Some residents say this city ain’t what it used to be.

To voice their concerns, Montrealers gathered to meet and brainstorm alongside Notre Montreal, a group that seeks to promote the city’s openness, diversity and bilingualism.

Montrealer Mike Kane attended the event. He believes the city of Montreal has slumped into an economic funk, and that progress forward is being hindered by damaging language politics.

“With the OQLF (Office quebecois de la langue francaise) disturbing small businesses right now, I don't think it’s possible,” he said. Kane wasn’t alone in highlighting the problematic effects of the ever-bubbling language controversy in the city.

“Montreal needs to start capitalizing on the fact that we speak many languages and being proud of it, rather than it be a source of divisiveness,” said Yaffa Tegegne, of CRITIQ, an organization the seeks to protect the rights and freedoms of Quebec residents.

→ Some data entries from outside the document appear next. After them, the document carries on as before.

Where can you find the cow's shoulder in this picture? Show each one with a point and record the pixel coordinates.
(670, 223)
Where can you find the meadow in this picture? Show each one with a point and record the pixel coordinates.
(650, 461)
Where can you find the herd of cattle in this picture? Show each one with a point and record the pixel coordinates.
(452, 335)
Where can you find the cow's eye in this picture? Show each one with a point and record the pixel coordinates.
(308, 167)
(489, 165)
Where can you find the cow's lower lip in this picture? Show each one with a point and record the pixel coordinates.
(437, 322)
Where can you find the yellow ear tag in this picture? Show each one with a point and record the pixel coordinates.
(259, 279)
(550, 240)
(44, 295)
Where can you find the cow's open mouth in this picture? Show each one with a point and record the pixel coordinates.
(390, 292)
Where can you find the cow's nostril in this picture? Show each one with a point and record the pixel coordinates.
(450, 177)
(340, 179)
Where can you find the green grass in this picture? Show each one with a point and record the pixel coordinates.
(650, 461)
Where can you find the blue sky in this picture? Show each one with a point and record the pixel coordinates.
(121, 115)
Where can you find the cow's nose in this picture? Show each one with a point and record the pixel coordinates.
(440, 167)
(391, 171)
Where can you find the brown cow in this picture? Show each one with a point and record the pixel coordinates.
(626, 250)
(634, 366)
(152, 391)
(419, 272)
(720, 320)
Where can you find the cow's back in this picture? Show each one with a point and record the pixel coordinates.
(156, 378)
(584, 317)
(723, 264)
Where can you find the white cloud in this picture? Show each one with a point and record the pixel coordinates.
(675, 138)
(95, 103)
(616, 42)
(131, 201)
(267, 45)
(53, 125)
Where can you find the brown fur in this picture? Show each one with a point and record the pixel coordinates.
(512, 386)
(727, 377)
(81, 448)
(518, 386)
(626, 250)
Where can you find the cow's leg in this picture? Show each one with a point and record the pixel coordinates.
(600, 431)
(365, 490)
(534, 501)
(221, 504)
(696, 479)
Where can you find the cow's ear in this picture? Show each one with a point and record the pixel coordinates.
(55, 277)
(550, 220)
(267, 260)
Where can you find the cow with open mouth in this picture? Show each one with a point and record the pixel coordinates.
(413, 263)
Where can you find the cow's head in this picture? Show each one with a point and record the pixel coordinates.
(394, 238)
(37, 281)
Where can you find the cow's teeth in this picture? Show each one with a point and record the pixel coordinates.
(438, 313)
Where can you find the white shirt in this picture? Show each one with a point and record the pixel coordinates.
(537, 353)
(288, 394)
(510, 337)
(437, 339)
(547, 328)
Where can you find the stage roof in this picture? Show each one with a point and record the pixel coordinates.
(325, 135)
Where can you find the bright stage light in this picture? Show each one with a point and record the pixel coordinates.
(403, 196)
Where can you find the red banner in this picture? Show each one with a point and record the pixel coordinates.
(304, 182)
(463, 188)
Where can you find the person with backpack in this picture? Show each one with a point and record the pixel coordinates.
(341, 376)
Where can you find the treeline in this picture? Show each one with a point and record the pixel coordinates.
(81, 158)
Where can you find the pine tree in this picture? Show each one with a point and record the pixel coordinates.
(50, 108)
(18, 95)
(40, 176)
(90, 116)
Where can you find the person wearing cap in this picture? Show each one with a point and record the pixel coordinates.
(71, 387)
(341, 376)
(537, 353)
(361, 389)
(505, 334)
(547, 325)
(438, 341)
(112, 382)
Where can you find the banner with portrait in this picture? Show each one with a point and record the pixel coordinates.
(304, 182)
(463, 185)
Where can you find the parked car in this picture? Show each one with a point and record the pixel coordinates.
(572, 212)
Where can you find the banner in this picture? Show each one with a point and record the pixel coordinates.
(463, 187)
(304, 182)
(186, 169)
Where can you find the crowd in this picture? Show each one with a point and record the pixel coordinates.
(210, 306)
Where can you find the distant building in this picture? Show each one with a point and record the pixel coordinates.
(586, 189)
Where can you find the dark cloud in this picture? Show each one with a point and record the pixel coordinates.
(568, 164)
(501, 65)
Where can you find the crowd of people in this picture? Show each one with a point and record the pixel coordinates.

Others voiced views that the city needed make itself attractive on a global scale.

“The way to restore Montreal to glory is to make it attractive on the world scene,” said Anne-France Goldwater, a lawyer. “People shouldn't think of Canada and just think of Toronto.”

Quebec Inclusif’s Remi Bourget thinks what Montreal needs is a strong opposition to the provincial government’s proposed charter of values.

“Montreal needs to stand up and say, ‘Listen it is not a problem, it is a richness and we don't need the charter,’” he said.

The group wants to meet with the mayor to discuss ways that the city cans stand up to province.